Sunday, January 20, 2013
Picnic (Roundabout Theatre Company)
By Harry Forbes
The production design may lean a bit towards the austere – the better to conjure the grittiness, as opposed to any nostalgia, for its early 1950’s small town Kansas setting – but visuals aside, the Roundabout’s revival of William Inge’s 1953 Pulitzer Prize winner about a hunky drifter who sets the repressed female hormones raging is an altogether admirable mounting of a still potent period piece.
As far as rethinking of classic plays go, the re-imagining here is nowhere near as radical as in director Sam Gold’s take on the same company’s “Look Back in Anger” last season, nor is set designer Andrew Lieberman’s work here anything like his surreal vision in the Osbourne play.
Gold vividly brings out Inge’s then-timely themes of sexual repression, defiance of social conventions, women’s dependence on men, loneliness and frustration, and as the playwright once put it, “the possibility of our everyday lives.”
His cast is strong across the board. There’s Ellen Burstyn as Mrs. Potts, the neighbor who takes in the buffed (and often shirtless) migrant Hal in the first place and sets the plot in motion. Mare Winningham is Flo Owens, a single mother raising two daughters: 18-year-old beauty Madge (Maggie Grace) and precocious, intellectual younger girl Millie (appealing Madeleine Martin). Versatile Elizabeth Marvel is Flo’s boarder Rosemary, a lovelorn schoolteacher who sets her aggressive cap on the reluctant Howard (Reed Birney). Marvel balances the comic and poignant aspects of her not-always-likable role well.

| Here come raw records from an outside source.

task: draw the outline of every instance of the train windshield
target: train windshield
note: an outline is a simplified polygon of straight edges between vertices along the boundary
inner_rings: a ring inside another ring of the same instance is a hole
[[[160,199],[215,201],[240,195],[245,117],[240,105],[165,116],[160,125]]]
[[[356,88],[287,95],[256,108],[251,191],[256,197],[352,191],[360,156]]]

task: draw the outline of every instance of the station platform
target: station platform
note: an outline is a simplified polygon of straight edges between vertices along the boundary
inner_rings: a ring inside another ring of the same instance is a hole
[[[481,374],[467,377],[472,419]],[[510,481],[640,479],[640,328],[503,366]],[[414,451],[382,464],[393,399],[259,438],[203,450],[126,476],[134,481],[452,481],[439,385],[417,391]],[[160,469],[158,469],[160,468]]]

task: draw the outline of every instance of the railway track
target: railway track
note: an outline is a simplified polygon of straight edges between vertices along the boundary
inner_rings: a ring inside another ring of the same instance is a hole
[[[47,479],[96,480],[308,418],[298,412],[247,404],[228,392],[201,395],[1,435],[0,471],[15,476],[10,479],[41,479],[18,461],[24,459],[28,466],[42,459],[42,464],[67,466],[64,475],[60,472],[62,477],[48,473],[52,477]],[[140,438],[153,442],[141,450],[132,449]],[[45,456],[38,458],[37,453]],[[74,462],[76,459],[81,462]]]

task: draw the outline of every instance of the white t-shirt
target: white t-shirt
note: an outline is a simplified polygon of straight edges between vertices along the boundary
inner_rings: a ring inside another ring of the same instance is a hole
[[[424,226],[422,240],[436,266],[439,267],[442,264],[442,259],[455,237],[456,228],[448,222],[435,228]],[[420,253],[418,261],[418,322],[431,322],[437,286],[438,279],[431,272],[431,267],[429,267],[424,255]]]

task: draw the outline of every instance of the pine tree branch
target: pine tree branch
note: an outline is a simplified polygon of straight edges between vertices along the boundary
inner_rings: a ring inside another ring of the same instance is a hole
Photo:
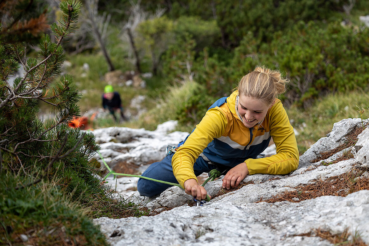
[[[69,150],[69,151],[68,151],[68,152],[67,152],[67,153],[65,153],[65,154],[64,154],[64,155],[63,155],[62,156],[61,156],[60,157],[59,157],[59,159],[61,159],[62,158],[64,158],[64,157],[65,157],[65,156],[66,156],[67,155],[69,155],[69,154],[70,154],[71,153],[72,153],[72,151],[73,151],[73,150],[74,150],[76,149],[76,148],[77,147],[77,146],[79,144],[79,143],[81,142],[81,141],[82,141],[83,140],[83,138],[84,138],[85,136],[86,136],[86,132],[83,132],[83,133],[82,134],[82,136],[81,136],[80,137],[80,138],[79,139],[79,140],[78,140],[78,142],[77,142],[77,143],[76,144],[76,145],[74,146],[73,147],[73,148],[72,148],[72,149],[71,149],[70,150]]]
[[[33,0],[31,0],[33,1]],[[39,62],[38,64],[35,65],[34,66],[30,68],[28,71],[25,72],[23,75],[23,77],[21,80],[20,82],[18,84],[17,87],[15,87],[14,90],[12,90],[11,88],[9,88],[11,93],[8,96],[7,98],[4,100],[2,100],[1,103],[0,103],[0,108],[2,108],[5,105],[7,105],[9,107],[12,107],[14,105],[14,101],[19,97],[18,97],[17,95],[16,95],[15,94],[15,92],[18,91],[19,90],[20,87],[23,85],[24,81],[25,80],[27,76],[29,73],[33,71],[33,70],[36,69],[40,66],[45,63],[52,56],[54,55],[55,52],[56,52],[57,50],[57,48],[60,45],[60,44],[61,43],[62,41],[68,34],[69,29],[70,28],[70,24],[72,22],[71,19],[71,16],[72,14],[72,11],[73,11],[73,8],[71,6],[69,6],[68,8],[68,21],[66,23],[66,25],[64,28],[63,28],[63,31],[61,34],[61,35],[59,37],[59,40],[58,41],[56,44],[55,48],[54,51],[52,52],[46,58],[45,58],[41,62]],[[13,94],[13,96],[11,97],[11,94]],[[12,102],[12,104],[11,105],[8,105],[7,104],[9,101],[11,101]]]
[[[0,174],[3,172],[3,155],[0,150]]]
[[[18,52],[18,50],[17,49],[17,47],[15,47],[15,45],[13,44],[13,46],[14,46],[14,49],[17,51],[17,56],[18,57],[18,59],[19,60],[19,62],[21,63],[21,64],[22,64],[22,66],[23,66],[23,67],[25,67],[25,65],[24,65],[24,63],[23,62],[23,61],[22,60],[22,59],[21,58],[20,56],[19,55],[19,52]]]
[[[41,100],[41,101],[43,101],[45,102],[46,103],[48,103],[49,104],[51,104],[51,105],[52,105],[53,106],[55,106],[55,107],[56,107],[57,106],[58,106],[58,105],[57,105],[55,103],[51,103],[50,102],[48,101],[46,101],[46,100],[44,100],[45,99],[49,99],[49,98],[38,98],[38,99],[39,99],[40,100]]]

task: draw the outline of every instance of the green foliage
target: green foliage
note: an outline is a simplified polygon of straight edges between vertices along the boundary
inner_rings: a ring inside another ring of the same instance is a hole
[[[365,88],[369,79],[363,72],[369,68],[369,30],[337,22],[318,24],[300,22],[276,32],[269,45],[250,42],[248,36],[236,49],[233,67],[246,72],[263,62],[286,71],[291,88],[285,96],[290,103],[297,100],[306,105],[322,91]]]
[[[204,92],[203,87],[198,83],[186,79],[182,84],[170,87],[162,98],[155,102],[154,105],[157,105],[157,107],[141,116],[138,122],[132,122],[128,126],[155,130],[158,124],[178,119],[182,124],[190,125],[190,127],[193,128],[193,123],[198,123],[215,101],[214,98],[204,96]],[[186,118],[183,118],[184,115]]]
[[[181,124],[193,127],[198,124],[215,101],[213,97],[207,95],[206,91],[204,87],[199,86],[188,100],[180,102],[176,110],[175,119]]]
[[[369,118],[369,111],[361,115],[356,106],[366,108],[368,95],[367,90],[338,93],[316,100],[306,109],[296,105],[287,108],[292,126],[299,133],[296,138],[300,153],[330,132],[334,123],[342,119]]]
[[[173,21],[165,16],[144,21],[137,27],[139,34],[138,46],[146,51],[151,59],[155,75],[162,55],[173,42]]]
[[[1,245],[18,245],[22,242],[21,234],[35,245],[57,245],[67,239],[89,245],[107,245],[98,228],[55,185],[41,182],[16,190],[14,187],[24,177],[3,173],[0,177]]]

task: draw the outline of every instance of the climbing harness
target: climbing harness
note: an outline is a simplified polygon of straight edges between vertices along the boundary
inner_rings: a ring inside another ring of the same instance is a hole
[[[193,198],[193,201],[195,202],[195,203],[196,204],[196,207],[202,206],[203,204],[206,202],[205,201],[200,201],[200,200],[197,200],[195,198]]]
[[[165,156],[169,155],[172,153],[175,153],[177,151],[176,146],[172,146],[172,145],[168,145],[165,149]]]
[[[119,175],[120,176],[127,176],[128,177],[135,177],[138,178],[141,178],[141,179],[147,179],[148,180],[151,180],[152,181],[155,181],[155,182],[158,182],[159,183],[162,183],[162,184],[169,184],[171,186],[178,186],[178,187],[184,190],[184,189],[183,189],[183,188],[179,184],[176,184],[175,183],[172,183],[170,182],[167,182],[166,181],[159,180],[158,179],[152,179],[151,178],[149,178],[147,177],[145,177],[144,176],[141,176],[141,175],[135,175],[133,174],[127,174],[127,173],[116,173],[115,171],[114,171],[113,170],[112,170],[111,169],[110,169],[110,168],[109,167],[109,166],[106,163],[106,162],[105,162],[105,160],[104,160],[104,158],[101,156],[101,154],[100,153],[100,152],[98,150],[97,153],[98,153],[100,155],[100,157],[101,158],[101,159],[102,160],[103,162],[104,163],[104,165],[105,165],[105,167],[108,169],[108,170],[109,170],[109,173],[107,174],[106,174],[105,177],[103,179],[103,181],[105,180],[106,179],[107,179],[107,178],[108,177],[110,176],[110,174],[112,174],[114,176],[114,179],[115,179],[115,176],[117,175]],[[213,170],[211,170],[209,172],[209,177],[205,181],[205,182],[204,182],[204,183],[201,185],[201,186],[204,187],[204,186],[205,186],[205,184],[206,184],[206,183],[207,183],[209,181],[209,180],[210,180],[211,179],[211,181],[214,181],[214,179],[215,179],[216,178],[219,177],[221,175],[220,172],[218,170],[217,170],[216,169],[213,169]],[[210,201],[210,197],[208,195],[206,195],[206,197],[205,198],[205,200],[207,202]],[[195,201],[194,199],[194,201]],[[197,200],[196,200],[195,201],[196,201],[197,204]],[[202,204],[203,204],[204,203],[204,202],[203,202],[203,203],[201,204],[201,201],[200,201],[200,206],[202,205]]]

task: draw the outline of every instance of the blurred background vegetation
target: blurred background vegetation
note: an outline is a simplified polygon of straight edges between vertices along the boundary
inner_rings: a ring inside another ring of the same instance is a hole
[[[46,1],[48,20],[57,20],[59,1]],[[63,45],[64,72],[83,94],[81,114],[101,108],[110,84],[130,119],[117,124],[97,117],[94,128],[152,130],[173,119],[179,122],[176,129],[190,131],[213,101],[258,65],[278,69],[290,79],[280,99],[300,153],[334,122],[360,117],[355,105],[368,106],[369,27],[362,17],[369,15],[368,1],[82,3],[80,28]],[[132,80],[133,85],[127,82]]]

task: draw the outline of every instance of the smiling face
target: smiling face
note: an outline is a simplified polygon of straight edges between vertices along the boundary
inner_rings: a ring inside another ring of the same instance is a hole
[[[253,127],[262,121],[271,107],[259,99],[244,95],[238,96],[237,109],[242,122],[246,127]]]

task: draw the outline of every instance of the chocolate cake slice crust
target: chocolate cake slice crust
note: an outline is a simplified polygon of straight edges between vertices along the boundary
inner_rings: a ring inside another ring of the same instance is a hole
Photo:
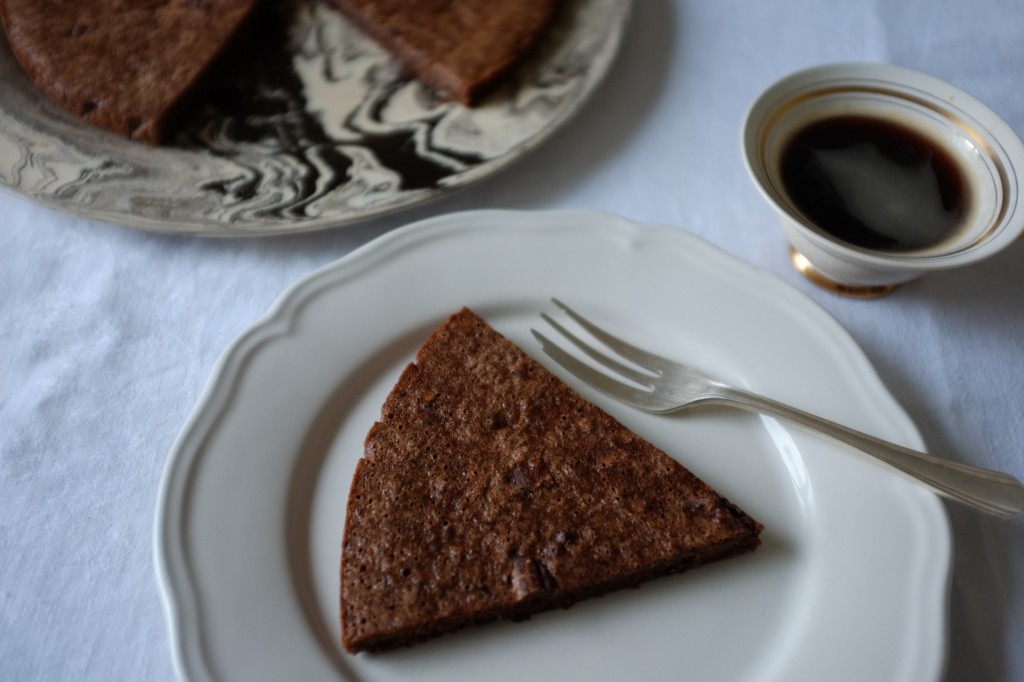
[[[556,0],[331,0],[420,81],[480,101],[529,53]]]
[[[76,116],[161,143],[259,0],[0,0],[11,51]]]
[[[464,308],[367,436],[342,643],[380,650],[566,607],[751,551],[761,528]]]

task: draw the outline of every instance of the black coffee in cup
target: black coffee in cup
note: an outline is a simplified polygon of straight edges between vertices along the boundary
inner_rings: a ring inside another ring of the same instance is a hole
[[[931,249],[955,237],[970,184],[940,144],[893,120],[847,114],[796,130],[779,176],[795,208],[852,246],[888,253]]]

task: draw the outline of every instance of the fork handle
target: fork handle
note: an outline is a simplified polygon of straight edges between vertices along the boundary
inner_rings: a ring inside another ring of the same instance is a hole
[[[1024,511],[1024,485],[1010,474],[919,453],[739,388],[725,385],[718,388],[713,401],[784,419],[826,435],[877,457],[943,497],[993,516],[1008,517]]]

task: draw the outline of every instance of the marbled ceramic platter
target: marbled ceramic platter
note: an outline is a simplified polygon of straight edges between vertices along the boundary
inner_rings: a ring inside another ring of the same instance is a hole
[[[227,70],[163,147],[66,113],[0,37],[0,186],[105,222],[206,236],[407,208],[501,170],[564,124],[611,65],[630,4],[563,2],[527,62],[474,109],[438,101],[325,3],[283,4],[269,23],[276,47]]]

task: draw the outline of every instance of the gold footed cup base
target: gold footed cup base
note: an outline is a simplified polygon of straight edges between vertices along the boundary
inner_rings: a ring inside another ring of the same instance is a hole
[[[836,282],[814,267],[807,256],[790,247],[790,259],[793,266],[805,278],[826,291],[849,298],[879,298],[896,291],[899,285],[848,285]]]

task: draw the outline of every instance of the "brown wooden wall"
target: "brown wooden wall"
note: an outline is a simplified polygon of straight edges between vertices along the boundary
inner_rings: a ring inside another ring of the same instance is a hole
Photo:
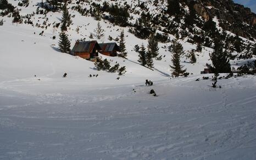
[[[116,52],[101,52],[101,54],[108,56],[112,56],[112,57],[115,57],[116,56],[117,54]]]
[[[75,55],[85,59],[89,59],[90,58],[89,52],[75,52]]]
[[[111,52],[101,52],[101,54],[105,56],[110,56]]]

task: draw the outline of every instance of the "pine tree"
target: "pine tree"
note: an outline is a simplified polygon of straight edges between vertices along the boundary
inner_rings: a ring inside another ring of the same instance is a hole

In the challenging role of Hal -- one that must radiate sex appeal, and ultimately demonstrate a convincingly passionate chemistry with Madge -- Sebastian Stan delivers, and conveys Hal’s vulnerability, too. To his and Grace’s great credit, under Gold’s perceptive guidance, the sparks are entirely believable.
As Alan Seymour, Madge’s solid boyfriend and Hal’s old college dorm-mate (the role originated by Paul Newman), Ben Rappaport provides good contrast, and makes of his character something more than Hal’s "decent-guy" rival.
David Zinn’s costumes and Tom Watson’s hair and wig design immeasurably help sustain the authentic period feel.